As it happens, I had been thinking already about building something for our Special Collections digitisation projects, so I was happy to take a look.
We have already been attempting to use DSpace for this purpose, but DSpace is not really good as a presentation service, being designed as a repository for publications. For Special Collections, and also Archives, we’re talking about interesting, heritage material that needs to be nicely presented.
So, I sat around thinking for a while about design. Also looked at the EAD (Encoded Archival Description) XML spec, to see how “real” archivists approached the problem. And of course to make sure there was nothing open source already out there. Eventually I arrived at what I am calling the Lightweight Archive System, or LARK.
The basic design objectives were: simple to use; simple to build; simple to maintain; configurable.
That required a simple architecture, so instead of trying to use a database for storing items, I decided to make use of the Unix file system. Content and other files would simply be stored as unix files in a directory tree mirroring the structure of the archive.

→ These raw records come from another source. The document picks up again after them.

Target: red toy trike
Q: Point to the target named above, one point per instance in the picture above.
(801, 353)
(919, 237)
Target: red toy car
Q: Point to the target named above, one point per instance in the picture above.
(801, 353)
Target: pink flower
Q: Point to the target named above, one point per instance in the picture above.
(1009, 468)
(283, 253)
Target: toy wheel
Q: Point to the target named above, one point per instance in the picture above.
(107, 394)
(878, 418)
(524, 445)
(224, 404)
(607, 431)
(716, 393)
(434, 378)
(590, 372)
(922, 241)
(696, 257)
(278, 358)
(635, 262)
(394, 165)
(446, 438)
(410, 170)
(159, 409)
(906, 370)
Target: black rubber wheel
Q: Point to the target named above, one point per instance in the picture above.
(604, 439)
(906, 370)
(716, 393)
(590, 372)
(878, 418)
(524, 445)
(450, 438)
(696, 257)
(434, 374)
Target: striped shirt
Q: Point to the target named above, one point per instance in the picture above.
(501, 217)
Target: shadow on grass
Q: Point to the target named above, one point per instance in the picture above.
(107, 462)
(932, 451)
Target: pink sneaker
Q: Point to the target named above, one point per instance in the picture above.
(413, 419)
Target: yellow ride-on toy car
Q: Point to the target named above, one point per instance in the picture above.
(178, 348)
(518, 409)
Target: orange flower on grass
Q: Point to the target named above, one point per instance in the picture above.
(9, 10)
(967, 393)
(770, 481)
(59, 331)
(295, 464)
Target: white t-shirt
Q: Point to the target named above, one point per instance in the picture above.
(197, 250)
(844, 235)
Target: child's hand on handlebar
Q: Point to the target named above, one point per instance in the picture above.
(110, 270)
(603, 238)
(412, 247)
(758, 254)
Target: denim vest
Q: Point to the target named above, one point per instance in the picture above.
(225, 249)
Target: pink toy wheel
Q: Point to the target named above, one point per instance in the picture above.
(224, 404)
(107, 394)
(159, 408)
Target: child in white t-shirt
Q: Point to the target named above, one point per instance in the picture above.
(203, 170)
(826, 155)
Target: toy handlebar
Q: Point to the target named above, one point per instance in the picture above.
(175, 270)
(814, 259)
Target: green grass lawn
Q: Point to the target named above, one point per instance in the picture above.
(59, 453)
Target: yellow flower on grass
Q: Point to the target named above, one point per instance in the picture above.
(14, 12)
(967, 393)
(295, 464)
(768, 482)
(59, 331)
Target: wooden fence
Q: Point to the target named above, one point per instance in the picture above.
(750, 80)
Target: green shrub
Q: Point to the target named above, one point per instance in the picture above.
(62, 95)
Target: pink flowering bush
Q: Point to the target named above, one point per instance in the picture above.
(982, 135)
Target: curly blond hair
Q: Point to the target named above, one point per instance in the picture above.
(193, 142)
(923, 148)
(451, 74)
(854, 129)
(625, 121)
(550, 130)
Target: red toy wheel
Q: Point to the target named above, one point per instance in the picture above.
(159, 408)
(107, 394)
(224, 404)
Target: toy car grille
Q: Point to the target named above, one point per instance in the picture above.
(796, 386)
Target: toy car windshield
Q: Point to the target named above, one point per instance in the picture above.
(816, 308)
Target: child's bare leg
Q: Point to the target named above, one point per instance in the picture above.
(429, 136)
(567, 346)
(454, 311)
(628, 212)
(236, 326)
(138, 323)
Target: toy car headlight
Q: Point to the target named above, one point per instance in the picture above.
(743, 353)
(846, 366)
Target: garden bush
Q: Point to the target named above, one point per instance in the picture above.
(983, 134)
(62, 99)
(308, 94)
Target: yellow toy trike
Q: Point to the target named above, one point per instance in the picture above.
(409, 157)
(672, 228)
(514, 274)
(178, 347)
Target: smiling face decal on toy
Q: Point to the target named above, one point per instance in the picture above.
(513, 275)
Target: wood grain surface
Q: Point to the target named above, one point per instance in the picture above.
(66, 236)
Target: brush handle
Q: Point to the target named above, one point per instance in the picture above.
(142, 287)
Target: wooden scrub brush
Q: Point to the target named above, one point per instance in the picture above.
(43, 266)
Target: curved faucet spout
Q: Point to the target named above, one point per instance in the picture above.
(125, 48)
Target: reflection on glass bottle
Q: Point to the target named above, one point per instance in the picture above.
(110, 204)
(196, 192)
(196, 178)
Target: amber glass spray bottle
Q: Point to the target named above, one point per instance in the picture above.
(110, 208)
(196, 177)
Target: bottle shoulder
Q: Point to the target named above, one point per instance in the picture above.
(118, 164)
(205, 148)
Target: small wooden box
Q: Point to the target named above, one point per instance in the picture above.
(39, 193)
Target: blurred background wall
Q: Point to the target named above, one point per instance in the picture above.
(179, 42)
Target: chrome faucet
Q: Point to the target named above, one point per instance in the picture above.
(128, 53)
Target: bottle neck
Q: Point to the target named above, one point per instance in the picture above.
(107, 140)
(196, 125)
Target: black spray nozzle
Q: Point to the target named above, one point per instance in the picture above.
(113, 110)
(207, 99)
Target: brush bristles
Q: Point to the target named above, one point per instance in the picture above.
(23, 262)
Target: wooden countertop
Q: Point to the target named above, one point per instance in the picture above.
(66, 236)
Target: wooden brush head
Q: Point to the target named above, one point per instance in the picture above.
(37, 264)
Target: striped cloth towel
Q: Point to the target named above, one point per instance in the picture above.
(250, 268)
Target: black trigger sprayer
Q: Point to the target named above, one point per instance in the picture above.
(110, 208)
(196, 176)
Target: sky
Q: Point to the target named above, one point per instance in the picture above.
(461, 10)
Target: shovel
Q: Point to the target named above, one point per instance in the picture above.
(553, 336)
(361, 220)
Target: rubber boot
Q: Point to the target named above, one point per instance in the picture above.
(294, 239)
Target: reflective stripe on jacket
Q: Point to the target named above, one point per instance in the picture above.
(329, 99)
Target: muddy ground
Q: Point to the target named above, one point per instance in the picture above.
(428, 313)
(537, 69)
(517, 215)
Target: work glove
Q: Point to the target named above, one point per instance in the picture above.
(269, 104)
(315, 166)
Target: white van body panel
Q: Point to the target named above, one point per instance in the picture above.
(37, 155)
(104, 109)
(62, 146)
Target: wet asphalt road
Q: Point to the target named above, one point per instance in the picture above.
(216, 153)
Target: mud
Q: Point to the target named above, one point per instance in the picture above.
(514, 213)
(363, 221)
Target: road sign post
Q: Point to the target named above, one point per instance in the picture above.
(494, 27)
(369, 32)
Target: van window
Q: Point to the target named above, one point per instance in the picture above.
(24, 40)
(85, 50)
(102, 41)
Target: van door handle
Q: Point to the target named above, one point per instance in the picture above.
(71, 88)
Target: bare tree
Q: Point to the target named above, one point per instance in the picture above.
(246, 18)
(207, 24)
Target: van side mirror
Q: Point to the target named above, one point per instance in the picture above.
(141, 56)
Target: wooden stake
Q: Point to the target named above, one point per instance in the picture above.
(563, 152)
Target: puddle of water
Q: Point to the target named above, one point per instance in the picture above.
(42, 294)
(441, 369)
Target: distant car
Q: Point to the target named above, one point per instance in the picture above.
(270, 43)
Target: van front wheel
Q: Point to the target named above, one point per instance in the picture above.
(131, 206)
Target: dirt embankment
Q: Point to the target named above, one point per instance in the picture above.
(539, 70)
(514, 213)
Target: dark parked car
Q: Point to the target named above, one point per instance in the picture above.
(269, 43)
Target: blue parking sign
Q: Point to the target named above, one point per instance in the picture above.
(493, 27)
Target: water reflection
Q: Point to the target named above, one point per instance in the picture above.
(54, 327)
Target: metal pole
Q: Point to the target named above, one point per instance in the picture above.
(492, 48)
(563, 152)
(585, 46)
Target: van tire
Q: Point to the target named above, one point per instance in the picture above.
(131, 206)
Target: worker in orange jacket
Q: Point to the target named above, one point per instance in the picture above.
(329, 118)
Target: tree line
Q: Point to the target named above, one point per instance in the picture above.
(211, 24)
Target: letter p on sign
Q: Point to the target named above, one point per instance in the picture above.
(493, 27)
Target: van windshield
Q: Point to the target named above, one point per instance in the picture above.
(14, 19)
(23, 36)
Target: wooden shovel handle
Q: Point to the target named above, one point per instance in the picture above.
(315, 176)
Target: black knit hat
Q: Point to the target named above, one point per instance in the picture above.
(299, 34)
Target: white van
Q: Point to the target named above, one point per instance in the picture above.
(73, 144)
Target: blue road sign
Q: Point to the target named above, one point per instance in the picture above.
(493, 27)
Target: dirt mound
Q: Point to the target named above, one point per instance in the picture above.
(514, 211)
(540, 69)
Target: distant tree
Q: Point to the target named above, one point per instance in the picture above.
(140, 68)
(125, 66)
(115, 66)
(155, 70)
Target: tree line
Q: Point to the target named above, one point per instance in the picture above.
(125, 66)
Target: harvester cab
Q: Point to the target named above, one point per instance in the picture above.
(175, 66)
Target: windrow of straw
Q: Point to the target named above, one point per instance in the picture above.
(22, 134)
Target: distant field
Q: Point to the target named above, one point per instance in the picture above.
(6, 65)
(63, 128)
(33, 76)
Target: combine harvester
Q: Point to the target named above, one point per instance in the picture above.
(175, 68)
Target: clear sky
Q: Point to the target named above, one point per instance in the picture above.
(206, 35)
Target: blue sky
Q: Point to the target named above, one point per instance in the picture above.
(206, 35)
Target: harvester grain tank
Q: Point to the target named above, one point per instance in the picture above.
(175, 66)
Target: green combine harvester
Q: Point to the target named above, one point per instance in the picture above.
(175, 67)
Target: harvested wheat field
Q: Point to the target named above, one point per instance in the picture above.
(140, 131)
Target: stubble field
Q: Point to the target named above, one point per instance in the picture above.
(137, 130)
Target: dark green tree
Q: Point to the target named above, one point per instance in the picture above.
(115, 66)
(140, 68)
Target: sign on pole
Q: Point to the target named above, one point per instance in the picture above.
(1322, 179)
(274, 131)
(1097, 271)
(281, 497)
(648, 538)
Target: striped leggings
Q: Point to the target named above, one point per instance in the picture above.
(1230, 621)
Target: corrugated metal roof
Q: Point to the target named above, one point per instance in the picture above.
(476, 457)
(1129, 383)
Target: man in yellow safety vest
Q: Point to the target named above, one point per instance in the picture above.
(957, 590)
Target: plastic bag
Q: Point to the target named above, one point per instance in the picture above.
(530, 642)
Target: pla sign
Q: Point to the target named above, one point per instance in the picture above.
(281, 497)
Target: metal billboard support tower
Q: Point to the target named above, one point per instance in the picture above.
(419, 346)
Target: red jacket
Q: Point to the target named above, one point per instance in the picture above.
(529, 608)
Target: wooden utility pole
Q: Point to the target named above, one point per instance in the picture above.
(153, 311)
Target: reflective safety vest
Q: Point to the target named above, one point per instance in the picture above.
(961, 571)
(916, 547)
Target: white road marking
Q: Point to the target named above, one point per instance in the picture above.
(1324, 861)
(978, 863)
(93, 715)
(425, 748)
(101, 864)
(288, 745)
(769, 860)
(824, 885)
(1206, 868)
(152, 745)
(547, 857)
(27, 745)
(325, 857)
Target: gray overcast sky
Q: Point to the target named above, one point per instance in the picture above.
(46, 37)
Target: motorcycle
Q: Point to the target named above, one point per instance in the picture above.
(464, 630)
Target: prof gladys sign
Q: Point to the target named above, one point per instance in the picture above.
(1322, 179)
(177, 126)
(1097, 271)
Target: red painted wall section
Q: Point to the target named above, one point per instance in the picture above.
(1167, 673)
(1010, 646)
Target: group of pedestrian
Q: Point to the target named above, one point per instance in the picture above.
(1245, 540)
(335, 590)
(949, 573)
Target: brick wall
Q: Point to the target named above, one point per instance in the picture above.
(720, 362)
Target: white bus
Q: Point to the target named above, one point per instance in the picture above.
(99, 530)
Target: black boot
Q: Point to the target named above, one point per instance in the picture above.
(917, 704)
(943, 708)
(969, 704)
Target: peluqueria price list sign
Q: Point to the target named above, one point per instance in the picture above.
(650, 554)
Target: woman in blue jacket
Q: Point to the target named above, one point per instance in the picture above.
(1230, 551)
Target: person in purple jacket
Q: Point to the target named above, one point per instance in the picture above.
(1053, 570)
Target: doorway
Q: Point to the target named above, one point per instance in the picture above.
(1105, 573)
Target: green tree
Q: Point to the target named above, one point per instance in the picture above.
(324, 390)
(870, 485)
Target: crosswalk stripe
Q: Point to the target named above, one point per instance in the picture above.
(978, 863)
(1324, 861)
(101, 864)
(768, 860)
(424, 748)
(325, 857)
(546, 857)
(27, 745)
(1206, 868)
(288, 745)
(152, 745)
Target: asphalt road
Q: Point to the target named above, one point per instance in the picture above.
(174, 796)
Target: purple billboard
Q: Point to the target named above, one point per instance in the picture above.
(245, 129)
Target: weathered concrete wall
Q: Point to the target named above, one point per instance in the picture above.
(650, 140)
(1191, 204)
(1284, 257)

First, we have to be clear about what kinds of object we’re talking about. To keep the design simple and tight, I defined “object” as follows: an object is any “thing” in the archive which can be considered as a whole or as a collection of parts. An object may be a simple document (a photograph, letter or other digital copy of a real thing); or an object may be some kind of container (room/cabinet/drawer/folder, or box/envelope). Containers are not defined or constrained as to type, because in LARK all containers are basically the same: a container is an object which may contain containers or documents.
This nested structure keeps the coding really tight, because there are really only two kinds of “thing” to deal with. We don’t really care what those things are.
Having sorted all that out, the actual coding fell into place quite easily. An XML config file is used to configure a particular collection, defining the fields applicable to objects, and the HTML header and footer. Creating or updating an object generates a new HTML page for that object, with links to contents etc. And there are simple options to add and delete objects.
So there we are: a lightweight archive system, written in Perl as a 500-line cgi script. Nice and simple.
At least I hope it’s simple. I am now at that dangerous stage in development where I have to show it to the “clients” and get their feedback and (hopefully) acceptance. Will let you know how *that* goes!